İlk kez arkadaşlarımı azaltmaya karar verdiğimde yirmilerimdeydim. Azaltmak söz konusu olduysa arkadaşlarım da değillermiş aslında. Senden bahsetmelerine, üstelik benim hiç konuşamayacağım derinlikteki şeyleri öylece sıradan, ulu orta konuşmalarına gücenmiştim önce. Sonra sınırlarım olduğunu fark ettim. Olması gerektiğini de sonradan öğrenecektim. “Daha da öğreneceğiz nasılsa” diye geciktiremeyeceğimi de öğrendim. Çünkü en önemli varlığımız ve sermayemiz olan zaman geçiyordu.

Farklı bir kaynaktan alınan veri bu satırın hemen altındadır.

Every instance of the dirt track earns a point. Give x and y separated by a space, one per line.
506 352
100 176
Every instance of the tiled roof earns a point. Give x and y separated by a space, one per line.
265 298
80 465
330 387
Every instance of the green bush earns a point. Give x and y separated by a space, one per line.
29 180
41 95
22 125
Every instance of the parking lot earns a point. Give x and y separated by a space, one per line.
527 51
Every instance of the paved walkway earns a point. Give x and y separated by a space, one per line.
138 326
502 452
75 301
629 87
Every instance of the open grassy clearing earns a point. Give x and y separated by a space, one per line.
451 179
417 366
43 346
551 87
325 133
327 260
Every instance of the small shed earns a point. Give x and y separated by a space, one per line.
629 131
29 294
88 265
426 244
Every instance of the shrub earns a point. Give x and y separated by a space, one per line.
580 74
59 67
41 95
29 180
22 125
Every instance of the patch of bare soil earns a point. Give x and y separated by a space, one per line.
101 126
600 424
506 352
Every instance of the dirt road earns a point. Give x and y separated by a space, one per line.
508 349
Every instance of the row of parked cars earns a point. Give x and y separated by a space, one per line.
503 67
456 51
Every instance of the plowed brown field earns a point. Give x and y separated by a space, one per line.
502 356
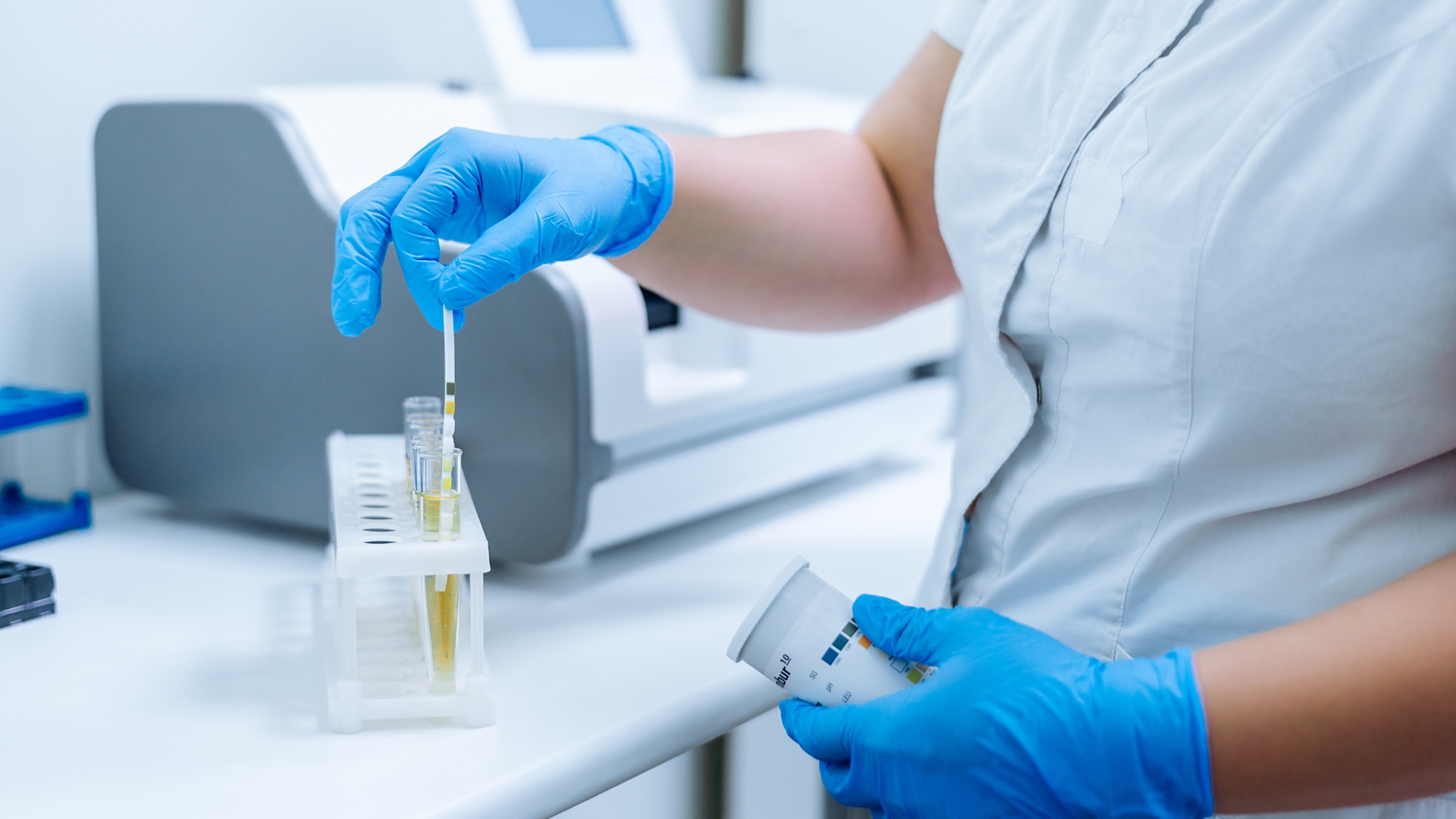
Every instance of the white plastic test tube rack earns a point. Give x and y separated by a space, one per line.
378 653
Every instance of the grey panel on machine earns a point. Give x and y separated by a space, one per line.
221 369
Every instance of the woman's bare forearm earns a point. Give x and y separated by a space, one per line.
1356 706
811 229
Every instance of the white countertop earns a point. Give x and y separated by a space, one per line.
180 675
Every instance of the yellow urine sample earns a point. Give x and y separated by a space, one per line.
441 608
433 506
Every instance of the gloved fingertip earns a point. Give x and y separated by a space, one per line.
902 632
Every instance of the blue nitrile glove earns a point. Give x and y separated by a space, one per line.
1012 723
517 202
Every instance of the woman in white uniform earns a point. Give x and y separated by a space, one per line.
1206 482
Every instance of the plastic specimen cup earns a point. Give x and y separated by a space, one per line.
421 406
802 635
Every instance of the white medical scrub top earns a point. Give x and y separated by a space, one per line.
1209 260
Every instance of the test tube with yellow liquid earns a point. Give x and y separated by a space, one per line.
443 620
437 487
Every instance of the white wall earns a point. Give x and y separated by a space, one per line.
64 61
849 46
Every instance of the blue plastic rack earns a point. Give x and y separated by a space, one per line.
24 519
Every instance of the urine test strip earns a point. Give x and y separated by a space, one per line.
449 419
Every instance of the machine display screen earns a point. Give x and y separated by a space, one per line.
571 24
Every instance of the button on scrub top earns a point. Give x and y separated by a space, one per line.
1219 242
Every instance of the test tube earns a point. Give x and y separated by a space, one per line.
421 406
421 442
802 635
419 426
441 618
437 477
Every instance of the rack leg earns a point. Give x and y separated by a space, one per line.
348 691
479 710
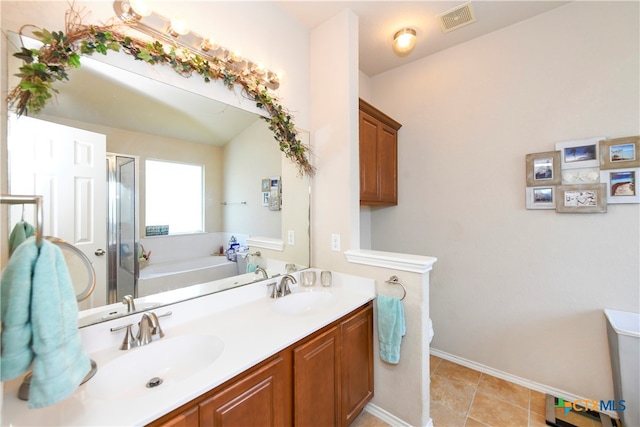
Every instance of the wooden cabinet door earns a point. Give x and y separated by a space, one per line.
257 399
357 363
368 158
316 380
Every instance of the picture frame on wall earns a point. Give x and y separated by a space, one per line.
586 198
620 153
581 176
580 153
541 197
621 184
543 169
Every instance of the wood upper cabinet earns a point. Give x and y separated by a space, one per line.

Sıradan, çokça sıradan insan vardı. Şüphesiz sıra dışılığı göze alamadıklarından ve ötekileştirilme korkularındandı bu. Önceden beri cesur bir çocuktum. Bir şeyleri göze ala bilirdim. Her ne yaparsam yapayım bu, özel ve ilham veren bir şey olursa hayata karşı bir nosyonum, amacım ve tatmin duygum olur diye düşündüm. Bir şey zor mu? Çok mu zor? O kadar mı zor? Daha da mı zor? Benim için teferruat oldu her zaman. Kaygı yapmadım mı? elbette kaygılarım oldu. Panik ataklar, anksiyeteye bağlı somatik semptomlar...

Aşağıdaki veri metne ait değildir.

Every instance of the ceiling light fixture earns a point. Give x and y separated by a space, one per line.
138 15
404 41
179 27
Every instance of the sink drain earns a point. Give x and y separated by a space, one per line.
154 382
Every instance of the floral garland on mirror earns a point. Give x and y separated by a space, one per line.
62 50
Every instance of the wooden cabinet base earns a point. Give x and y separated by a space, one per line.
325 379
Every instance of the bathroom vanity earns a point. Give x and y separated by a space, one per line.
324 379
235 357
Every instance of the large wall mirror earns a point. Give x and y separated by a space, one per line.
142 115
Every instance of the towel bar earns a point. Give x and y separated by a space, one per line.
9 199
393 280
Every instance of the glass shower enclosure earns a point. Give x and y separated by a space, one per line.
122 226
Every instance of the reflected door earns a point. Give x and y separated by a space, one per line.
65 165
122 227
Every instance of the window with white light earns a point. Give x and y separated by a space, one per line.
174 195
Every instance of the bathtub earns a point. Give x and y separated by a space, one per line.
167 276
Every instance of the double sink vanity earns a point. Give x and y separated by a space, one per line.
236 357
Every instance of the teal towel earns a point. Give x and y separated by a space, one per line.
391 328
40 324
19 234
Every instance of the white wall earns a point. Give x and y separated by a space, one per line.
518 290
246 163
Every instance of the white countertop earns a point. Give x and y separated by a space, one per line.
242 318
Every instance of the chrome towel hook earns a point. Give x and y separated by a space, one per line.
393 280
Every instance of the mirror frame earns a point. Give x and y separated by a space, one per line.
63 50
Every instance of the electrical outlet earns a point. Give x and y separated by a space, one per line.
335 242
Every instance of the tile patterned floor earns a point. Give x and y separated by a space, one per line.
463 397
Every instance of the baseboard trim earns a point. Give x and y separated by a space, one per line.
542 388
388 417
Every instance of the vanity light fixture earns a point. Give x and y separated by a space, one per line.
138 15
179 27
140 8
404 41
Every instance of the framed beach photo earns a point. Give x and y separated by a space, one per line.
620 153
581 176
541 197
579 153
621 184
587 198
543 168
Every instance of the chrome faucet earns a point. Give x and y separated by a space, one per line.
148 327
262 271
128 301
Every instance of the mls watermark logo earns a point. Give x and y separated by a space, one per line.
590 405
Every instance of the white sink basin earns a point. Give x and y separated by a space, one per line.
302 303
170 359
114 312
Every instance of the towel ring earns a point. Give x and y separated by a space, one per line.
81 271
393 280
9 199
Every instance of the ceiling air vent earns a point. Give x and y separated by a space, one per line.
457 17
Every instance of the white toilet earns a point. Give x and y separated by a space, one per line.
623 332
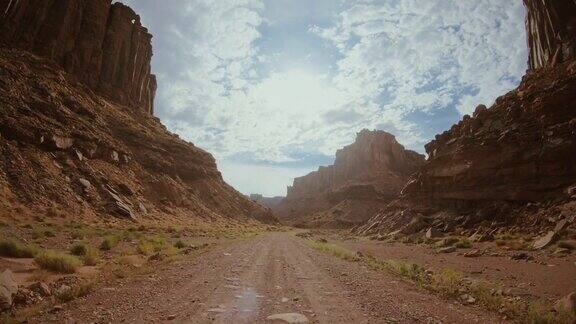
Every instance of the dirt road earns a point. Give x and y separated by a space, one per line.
258 280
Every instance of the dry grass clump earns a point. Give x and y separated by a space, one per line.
57 262
15 249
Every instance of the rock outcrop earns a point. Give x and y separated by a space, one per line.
372 171
92 149
551 31
520 152
102 44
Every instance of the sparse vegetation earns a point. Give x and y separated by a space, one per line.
451 283
463 244
15 249
92 257
75 292
109 242
333 249
57 262
79 249
567 245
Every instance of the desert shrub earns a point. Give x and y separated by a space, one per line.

Bazen hayal kırıklıkları... özel ve güzel hatta herkese gerekli bir şey... Sıradan, sıkıcı şu hayata karşı bir tatlandırıcı yaptığınız halde çirkefliğin, şarlatanlığın, manüpülasyonun , istismarların art niyetlerin buraları da işgal ettiğine tanık olmak kimi zaman gücendirse de beni yolumdan dönmedim. Yalnız, bu gücenmeler hafife gelmez. Birikirse dönüşü olmaz bende genellikle. Hiç beklenmedik yerden çok farklı bir duruşla karşılık veririm genelde. Maviyi sormuştun. Neden mavi diye. Renk değil de sanki bir tavır, bir gelenektir mavi bende. Yakın bir arkadaşım çok iyi bilir. “Nereye gitsen oranın şiirini söyleyen resimler yaparsın” der. her zaman. Tepkim de bir refleks değil tavırdır bende. Böyle güzel resim yapmak nasıl bir his deyip de ilk okul sıralarına yollama beni. Her zaman güzel olmaz bir resim. Bazen korkunçtur. Bazen de itici. Arkaya koyduğum koyu fondan da karakter tahlili yapmaya kalkma. Öyle fal bakar gibi... bazen sadece zıtlıktır veyahut boşluğun resmidir. Ha! aklıma gelmişken anlatayım. Akademideyken bir hocam, bir tablom için “burası çok boş kalamamış mı” diye sormuştu. Ben de “orası boş değil ki hocam, boşluk var orada” diye muzip bir cevap verince gülerek ikna olmuştu. O günler epey geride kaldı. Neyse, gene de sorduğun sorular için teşekkür ederim. Başka soruların da varsa? seve seve yanıtlarım. Yalnız bundan sonrakiler, daha zor yerlerden olursa iyi olur. Zira bir çok şey zorlaştı. Biz de uyumlu olalım öyle değil mi?